Columbus on Trial, Sunday, October 9

by Kris Collett

Rethinking ColumbusWe are super-excited to learn that the New Jersey Teacher Activist Group (NJTAG) is hosting a teach-in this Sunday, Oct. 9, as part of the Occupy Wall Street demonstrations.  In anticipation of Columbus Day, they are calling it, “Christopher Columbus on Trial,” and they will use Rethinking Schools teaching materials, including The People v. Columbus, et al. and Bill Bigelow’s article, “Discovering Columbus: Re-reading the Past,” both from Rethinking Columbus (20 years in print this year!)

Katie Strom, a former teacher who is now an induction coach with the Newark-Montclair Urban Teaching Residency and co-founder of NJTAG, says “the teach-in presents an opportunity for participants to interrogate the textbook version of the ‘discovery’ of America.”  The agenda will include a discussion of the “genocide perpetuated by Columbus and the 500-year legacy of colonialism and racism that developed in the wake of the Spanish conquest.”

She said the teach-in on Oct. 9, as well as two others coming up on Oct. 16 and Oct. 23, are part of a teacher solidarity movement with Occupy Wall Street.  She is hopeful that these protests will continue to raise awareness of both educational and social issues.

Also helping to organize the Oct. 9 teach-in:

  • Brian Ford, history teacher at Montclair High School, Montclair, NJ, and co-founder of NJTAG
  • Brian Hohmann, history teacher at American History High School in Newark, NJ
  • Ira Shor, author and professor of English at CUNY

Kate promised to send photos after the event, so we’ll post an update next week.

Join in if you can.  It’s going to be a doozy of an event.

One thought on “Columbus on Trial, Sunday, October 9

  1. I teach fifth grade at a private school who gives preference to children of Hawaiian ancestry.
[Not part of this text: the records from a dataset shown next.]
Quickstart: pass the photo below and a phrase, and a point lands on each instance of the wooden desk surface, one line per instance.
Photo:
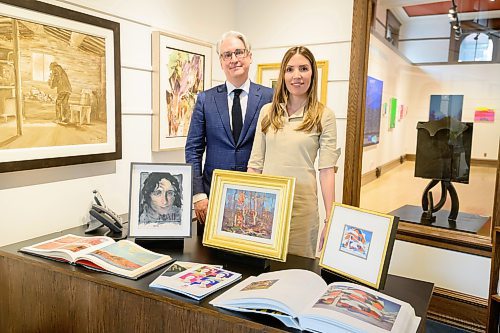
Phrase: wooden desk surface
(47, 296)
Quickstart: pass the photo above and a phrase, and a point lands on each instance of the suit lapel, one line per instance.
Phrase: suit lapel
(223, 109)
(253, 102)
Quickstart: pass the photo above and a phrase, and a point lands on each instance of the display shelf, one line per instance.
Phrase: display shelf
(494, 298)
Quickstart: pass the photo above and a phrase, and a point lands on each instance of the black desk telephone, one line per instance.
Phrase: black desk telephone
(103, 216)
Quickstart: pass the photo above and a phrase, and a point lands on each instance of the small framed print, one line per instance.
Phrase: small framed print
(267, 75)
(160, 200)
(250, 214)
(182, 68)
(358, 244)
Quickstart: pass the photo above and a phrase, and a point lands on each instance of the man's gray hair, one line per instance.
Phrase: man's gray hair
(235, 34)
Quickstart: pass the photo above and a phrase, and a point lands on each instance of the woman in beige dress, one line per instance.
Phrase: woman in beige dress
(290, 132)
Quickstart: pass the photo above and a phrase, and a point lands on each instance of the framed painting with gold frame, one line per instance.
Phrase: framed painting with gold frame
(358, 244)
(267, 75)
(250, 214)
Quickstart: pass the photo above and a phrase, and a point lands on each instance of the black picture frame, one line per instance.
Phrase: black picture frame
(96, 102)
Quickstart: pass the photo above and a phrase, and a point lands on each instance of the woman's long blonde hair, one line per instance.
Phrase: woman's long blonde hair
(313, 109)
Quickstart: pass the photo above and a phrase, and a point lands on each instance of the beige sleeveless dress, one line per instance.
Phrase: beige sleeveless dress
(293, 153)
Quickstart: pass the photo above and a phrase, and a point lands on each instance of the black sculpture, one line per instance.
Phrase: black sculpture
(443, 155)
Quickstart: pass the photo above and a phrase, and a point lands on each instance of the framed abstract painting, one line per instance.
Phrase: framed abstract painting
(160, 200)
(358, 244)
(181, 70)
(250, 214)
(60, 101)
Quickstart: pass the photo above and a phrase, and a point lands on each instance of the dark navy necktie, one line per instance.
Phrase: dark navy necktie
(237, 118)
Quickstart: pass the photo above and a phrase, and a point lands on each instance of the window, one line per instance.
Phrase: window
(41, 66)
(476, 46)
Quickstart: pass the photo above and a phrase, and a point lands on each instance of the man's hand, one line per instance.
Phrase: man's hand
(200, 209)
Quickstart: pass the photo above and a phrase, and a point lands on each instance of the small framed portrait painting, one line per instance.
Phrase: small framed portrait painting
(250, 214)
(160, 200)
(358, 244)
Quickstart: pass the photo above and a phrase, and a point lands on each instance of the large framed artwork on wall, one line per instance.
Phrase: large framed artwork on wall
(60, 100)
(267, 75)
(182, 68)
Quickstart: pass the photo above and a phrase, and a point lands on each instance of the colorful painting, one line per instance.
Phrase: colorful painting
(160, 200)
(484, 115)
(59, 87)
(205, 277)
(361, 305)
(185, 76)
(446, 106)
(392, 116)
(249, 213)
(371, 134)
(125, 256)
(181, 70)
(264, 284)
(356, 241)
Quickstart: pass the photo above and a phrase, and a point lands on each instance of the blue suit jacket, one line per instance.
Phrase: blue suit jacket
(210, 130)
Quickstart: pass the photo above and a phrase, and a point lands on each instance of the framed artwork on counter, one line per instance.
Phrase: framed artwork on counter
(250, 214)
(182, 68)
(160, 200)
(60, 91)
(358, 244)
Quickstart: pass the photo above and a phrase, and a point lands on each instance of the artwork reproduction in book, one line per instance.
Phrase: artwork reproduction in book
(100, 253)
(318, 307)
(196, 282)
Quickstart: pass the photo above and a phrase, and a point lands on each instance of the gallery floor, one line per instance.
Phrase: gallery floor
(399, 187)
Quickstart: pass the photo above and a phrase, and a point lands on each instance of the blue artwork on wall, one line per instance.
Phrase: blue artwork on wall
(371, 135)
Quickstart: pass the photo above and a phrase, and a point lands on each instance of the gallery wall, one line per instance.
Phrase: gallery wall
(37, 202)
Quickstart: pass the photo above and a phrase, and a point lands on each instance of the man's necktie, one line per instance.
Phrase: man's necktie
(237, 118)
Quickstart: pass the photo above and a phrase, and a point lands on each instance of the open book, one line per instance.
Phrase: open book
(196, 282)
(302, 300)
(100, 253)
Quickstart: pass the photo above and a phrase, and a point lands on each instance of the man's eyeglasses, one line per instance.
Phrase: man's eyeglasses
(238, 53)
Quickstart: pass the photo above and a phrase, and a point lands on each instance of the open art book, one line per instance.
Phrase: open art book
(100, 253)
(196, 282)
(302, 300)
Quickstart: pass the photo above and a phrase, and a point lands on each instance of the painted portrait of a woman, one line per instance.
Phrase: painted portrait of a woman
(161, 199)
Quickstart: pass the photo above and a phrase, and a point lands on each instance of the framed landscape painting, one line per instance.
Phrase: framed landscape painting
(160, 200)
(250, 214)
(358, 244)
(181, 70)
(267, 75)
(59, 87)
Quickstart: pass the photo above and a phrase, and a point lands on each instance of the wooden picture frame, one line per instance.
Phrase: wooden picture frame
(182, 68)
(267, 75)
(160, 200)
(60, 92)
(250, 214)
(358, 244)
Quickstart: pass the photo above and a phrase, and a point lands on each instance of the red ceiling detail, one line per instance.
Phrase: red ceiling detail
(463, 6)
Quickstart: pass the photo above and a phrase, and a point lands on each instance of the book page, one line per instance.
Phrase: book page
(288, 291)
(196, 282)
(350, 305)
(124, 258)
(68, 247)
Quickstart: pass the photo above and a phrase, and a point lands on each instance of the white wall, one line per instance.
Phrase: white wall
(37, 202)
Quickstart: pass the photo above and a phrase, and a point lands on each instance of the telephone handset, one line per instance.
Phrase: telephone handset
(106, 217)
(103, 215)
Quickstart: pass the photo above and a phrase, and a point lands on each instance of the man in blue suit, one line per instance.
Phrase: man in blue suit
(224, 119)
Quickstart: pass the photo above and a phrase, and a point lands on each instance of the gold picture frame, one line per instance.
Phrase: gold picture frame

As is true of most fifth grade social studies curricula, the focus is American history. I abandoned our textbook two years ago and am working on indigenizing this curriculum.
    One of the things my students and I have discussed is why we continue to celebrate and honor Christopher Columbus when he was a slaver, a liar and a person who killed so many indigenous peoples during his travels.